La conséquence logique de cette attitude est que l’auteur est effacé par l’écriture, et il revient au lecteur de reprendre l’expérience de l’écriture à travers la lecture : « Le lecteur ne s’ajoute pas au livre, mais il tend d’abord à l’alléger de tout auteur. » Lecteur-auteur, « sans qu’il le sache le lecteur est engagé dans une lutte profonde avec l’auteur : quelle que soit l’intimité qui subsiste aujourd’hui entre le livre et l’écrivain, si directement que soient éclairées, par les circonstances de la diffusion, la figure, la présence, l’histoire de son auteur – circonstances qui ne sont pas fortuites, mais peut-être légèrement anachroniques – malgré cela, toute lecture où la considération de l’écrivain semble jouer un si grand rôle, est une prise à partie qui l’annule pour rendre l’œuvre à elle-même, à sa présence anonyme, à l’affirmation violente, impersonnelle, qu’elle est. »

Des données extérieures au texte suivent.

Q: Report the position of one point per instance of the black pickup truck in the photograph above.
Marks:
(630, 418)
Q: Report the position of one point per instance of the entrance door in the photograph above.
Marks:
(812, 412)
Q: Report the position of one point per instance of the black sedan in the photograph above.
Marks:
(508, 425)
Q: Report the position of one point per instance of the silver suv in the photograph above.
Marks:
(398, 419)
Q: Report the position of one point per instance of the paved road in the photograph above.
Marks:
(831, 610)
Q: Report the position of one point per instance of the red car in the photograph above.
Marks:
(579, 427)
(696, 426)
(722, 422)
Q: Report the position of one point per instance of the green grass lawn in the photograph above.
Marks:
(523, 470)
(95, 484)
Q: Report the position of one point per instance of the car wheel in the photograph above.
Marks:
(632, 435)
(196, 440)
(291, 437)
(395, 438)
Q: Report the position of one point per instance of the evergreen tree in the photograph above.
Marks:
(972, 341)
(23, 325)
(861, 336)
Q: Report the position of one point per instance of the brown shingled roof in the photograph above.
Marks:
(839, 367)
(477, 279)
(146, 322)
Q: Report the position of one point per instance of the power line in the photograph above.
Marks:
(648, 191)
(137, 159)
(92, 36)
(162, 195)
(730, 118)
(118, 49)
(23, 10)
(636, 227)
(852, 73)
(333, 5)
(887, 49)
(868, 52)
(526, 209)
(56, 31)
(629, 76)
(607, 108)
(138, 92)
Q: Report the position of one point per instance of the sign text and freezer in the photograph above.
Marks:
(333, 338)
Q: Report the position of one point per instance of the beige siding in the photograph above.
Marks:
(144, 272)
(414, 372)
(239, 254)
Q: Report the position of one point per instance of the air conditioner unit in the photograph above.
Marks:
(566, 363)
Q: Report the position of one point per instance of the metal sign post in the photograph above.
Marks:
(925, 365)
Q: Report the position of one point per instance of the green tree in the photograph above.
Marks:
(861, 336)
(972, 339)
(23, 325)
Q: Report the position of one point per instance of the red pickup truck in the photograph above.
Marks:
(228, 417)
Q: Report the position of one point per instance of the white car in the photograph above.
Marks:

Il faut bien lire, attentivement, et voir que Blanchot ne propose pas de mettre simplement le lecteur à la place de l’auteur, de faire du lecteur le véritable producteur du texte, position tentante où chaque lecteur possède une interprétation possible et légitime en soi, car lire c’est aussi rêver, et chaque « lecture [est] unique, chaque fois la première et chaque fois la seule ». Annulant l’auteur, il met le lecteur à sa place et le conduit donc lui aussi à un certain effacement, à une dissolution bien plus communément acceptée, quand bien même il dépend de lui de se faire thaumaturge, prononçant intérieurement le « Lazarus veni foras » ressuscitant l’œuvre, ouvrant la pierre tombale et créant l’ouverture, l’accueil que nécessite toute vraie lecture.

L’autre nuit

L' »autre nuit », le Dehors, le Neutre, trois termes aux parages bien proches. L’expérience – car chez Blanchot la littérature est expérience, souveraineté avec Bataille, et expérience – est ainsi décrite chez Blanchot : « Mais quand tout a disparu dans la nuit, « tout a disparu » apparaît. C’est l’autre nuit. » Explication impeccable de ce que sous une autre forme Levinas rapproche dans De l’existence à l’existant (1947) du il y a, quand tout s’est retiré et que l’on ne peut plus désigner par « vide » ou « néant » ce qu’il y a, de l’être dans son pur retrait, c’est ce que Blanchot définit comme « l’autre nuit ».